Not much accomplished, but it was only my first day. I hear this rumble of the coming avalanche of stuff to do but it’s not here yet. We had a team meeting where we did introductions. The team is pretty much evenly split between people who I knew before today and people who’s names I haven’t learned yet. First meeting with the boss is tomorrow so I’m guessing that’s when I’ll get buried in work.

One of my new teammates is Simon Guest, who gave me a shout on his blog today and added me to his very exclusive blogroll. I’m making some big changes to my blog tool (more on that later) but I’ll return the favor soon. In the meantime, check out Simon’s new book: .NET and J2EE Interop Toolkit. Everyone on this team seems to have a niche, Simon’s is .NET/J2EE interop. Not sure what mine will be yet (other than community, natch).

Over the weekend, I had an email discussion with Jimmy Nilsson that started when he asked if I’ll be working more with application architecture or interop architecture. As far as I understand, I’m responsible for fostering community for all types of architects. This would include at least strategic, applicaiton, interop, data, infrastructure and security architects with others added as appropriate. (For example, do we need to call out a unique messaging architect or is that just part of infrastructure?) However, we got a little confused over the use of the term “application”.

I’m going to try and use the terms from our Application Architecture Conceptual View (written by two more of my new teammates Maarten Mullender and Mike Burner). Part of the issue is the overloading of terms like “service” and “process”. In particular, I’ll be using the following terms from the Application section of the conceptual view:

  • Business Service – A service exposing mission critical enterprise data. In crude terms, take a typical three tier architecture, and replace the presentation layer with a service façade. I’ve been known to call this a “data-oriented” service.
  • Process Service – A service that ties together other services into a larger business process. These services could be business services or other process services. I’ve been known to call this a “task-oriented” service since business process is typically tied to business tasks.
  • User Interface – A system that is designed to interact with a user and leverages one or more services on the back end. I’d like to call this an application, but I’m worried people will think I’m talking about a tightly coupled system rather than a UI on top of a set of loosely coupled services.

Maybe, as a community, we can come up with standard definitions or even better names for some of these elements.

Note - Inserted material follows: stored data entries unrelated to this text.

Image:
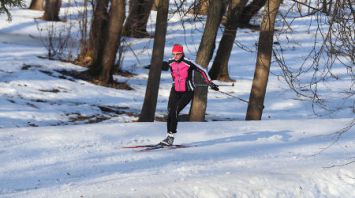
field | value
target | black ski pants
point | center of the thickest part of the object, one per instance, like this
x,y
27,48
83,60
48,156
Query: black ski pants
x,y
177,102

BTW, just because I’m avoiding the use of the word “application” doesn’t mean that application architecture goes away. If you look at books like P of EAA, there are patterns for building user interfaces (such as web presentation and session state) and patterns for building business services (such as domain logic and data source). Even if the business services and user interfaces are separate and loosely coupled, these patterns are still entirely relevant.